My research synergistically combines theoretical and empirical work to get a deeper understanding of the interactions between ecology and evolution in (mostly) insect and plant systems over different time scales. The common currency of ecology and evolution are birth and death processes. They determine the population growth rate (ecological entity) which is considered an indicator of fitness (evolutionary entity) because it determines gene transmission to future generations. Specifically, I quantify ecological drivers of population dynamics, which are key components of evolutionary landscapes. This knowledge is crucial for predicting immediate population consequences of environmental change such as global climate change and introductions of novel species as well as for designing effective population management strategies. Over longer evolutionary time scales I am interested in assessing what phenotypic traits (life history and behavioral traits) should be associated with a particular evolutionary landscape.
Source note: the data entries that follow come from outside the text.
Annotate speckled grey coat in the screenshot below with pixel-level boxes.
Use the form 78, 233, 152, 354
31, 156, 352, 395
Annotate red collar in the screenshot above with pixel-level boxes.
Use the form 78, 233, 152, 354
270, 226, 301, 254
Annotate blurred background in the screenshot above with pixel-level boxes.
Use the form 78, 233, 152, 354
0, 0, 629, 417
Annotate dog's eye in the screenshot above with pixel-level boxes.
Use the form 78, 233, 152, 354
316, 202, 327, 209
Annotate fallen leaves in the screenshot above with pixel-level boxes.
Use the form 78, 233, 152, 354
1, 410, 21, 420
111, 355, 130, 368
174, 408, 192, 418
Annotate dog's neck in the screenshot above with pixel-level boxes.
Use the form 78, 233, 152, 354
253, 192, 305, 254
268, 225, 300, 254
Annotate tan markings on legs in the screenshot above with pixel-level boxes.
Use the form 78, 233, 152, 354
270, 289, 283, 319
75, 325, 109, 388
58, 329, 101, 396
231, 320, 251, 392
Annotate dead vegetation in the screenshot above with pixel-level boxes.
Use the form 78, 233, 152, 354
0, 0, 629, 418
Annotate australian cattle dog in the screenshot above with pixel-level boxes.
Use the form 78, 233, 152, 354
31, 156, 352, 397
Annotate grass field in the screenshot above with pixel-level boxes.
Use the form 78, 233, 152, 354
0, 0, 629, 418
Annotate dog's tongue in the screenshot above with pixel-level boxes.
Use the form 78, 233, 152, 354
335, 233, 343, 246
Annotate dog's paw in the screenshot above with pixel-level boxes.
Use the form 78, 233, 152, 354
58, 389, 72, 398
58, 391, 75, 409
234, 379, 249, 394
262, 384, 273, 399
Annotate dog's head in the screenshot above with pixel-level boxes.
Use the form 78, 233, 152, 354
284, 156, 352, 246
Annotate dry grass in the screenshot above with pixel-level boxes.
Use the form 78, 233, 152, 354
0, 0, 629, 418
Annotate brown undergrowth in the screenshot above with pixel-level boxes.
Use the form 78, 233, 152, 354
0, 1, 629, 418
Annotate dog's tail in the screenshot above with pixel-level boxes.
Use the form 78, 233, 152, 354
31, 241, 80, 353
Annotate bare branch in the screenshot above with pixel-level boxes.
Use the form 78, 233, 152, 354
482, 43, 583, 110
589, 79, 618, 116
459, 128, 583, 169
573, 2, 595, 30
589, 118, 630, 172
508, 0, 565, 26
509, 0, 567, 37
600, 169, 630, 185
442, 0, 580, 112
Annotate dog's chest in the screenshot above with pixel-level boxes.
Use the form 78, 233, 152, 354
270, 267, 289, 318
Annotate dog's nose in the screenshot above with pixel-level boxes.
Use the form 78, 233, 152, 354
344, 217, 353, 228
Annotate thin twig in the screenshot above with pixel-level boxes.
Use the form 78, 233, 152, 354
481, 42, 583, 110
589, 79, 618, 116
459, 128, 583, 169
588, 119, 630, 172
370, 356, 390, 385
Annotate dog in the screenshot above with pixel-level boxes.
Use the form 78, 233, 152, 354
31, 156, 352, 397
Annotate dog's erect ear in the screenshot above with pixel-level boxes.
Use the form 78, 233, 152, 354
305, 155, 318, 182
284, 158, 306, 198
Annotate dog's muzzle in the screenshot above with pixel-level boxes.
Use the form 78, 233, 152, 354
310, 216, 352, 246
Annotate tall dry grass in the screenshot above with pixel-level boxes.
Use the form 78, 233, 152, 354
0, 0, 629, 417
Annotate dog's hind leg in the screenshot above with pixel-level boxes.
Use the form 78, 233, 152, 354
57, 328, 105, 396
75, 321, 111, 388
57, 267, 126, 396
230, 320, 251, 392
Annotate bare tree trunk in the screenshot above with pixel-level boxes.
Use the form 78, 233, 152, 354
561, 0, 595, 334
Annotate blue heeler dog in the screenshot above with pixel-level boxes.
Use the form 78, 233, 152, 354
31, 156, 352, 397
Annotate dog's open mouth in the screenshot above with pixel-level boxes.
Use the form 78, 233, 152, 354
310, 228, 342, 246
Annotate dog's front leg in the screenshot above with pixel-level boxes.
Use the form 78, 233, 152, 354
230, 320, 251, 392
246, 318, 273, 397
One successful approach to this problem is the development of optimization models that assume that natural selection selects for genotypes that maximize their fitness.
My work spans three broad areas of inquiry.
(1) Insect and plant demography: I use stage structured population models to identify key factors shaping population dynamics. Since environmental drivers can vary in space and time I also explore how spatio-temporal dynamics influence life-history evolution and species persistence.
(2) Optimal decisions in behavior and life history: I use mathematical models predicting ultimate causes for the evolution of specific phenotypes.
(3) Population management: I use a range of mathematical approaches to evaluate management strategies.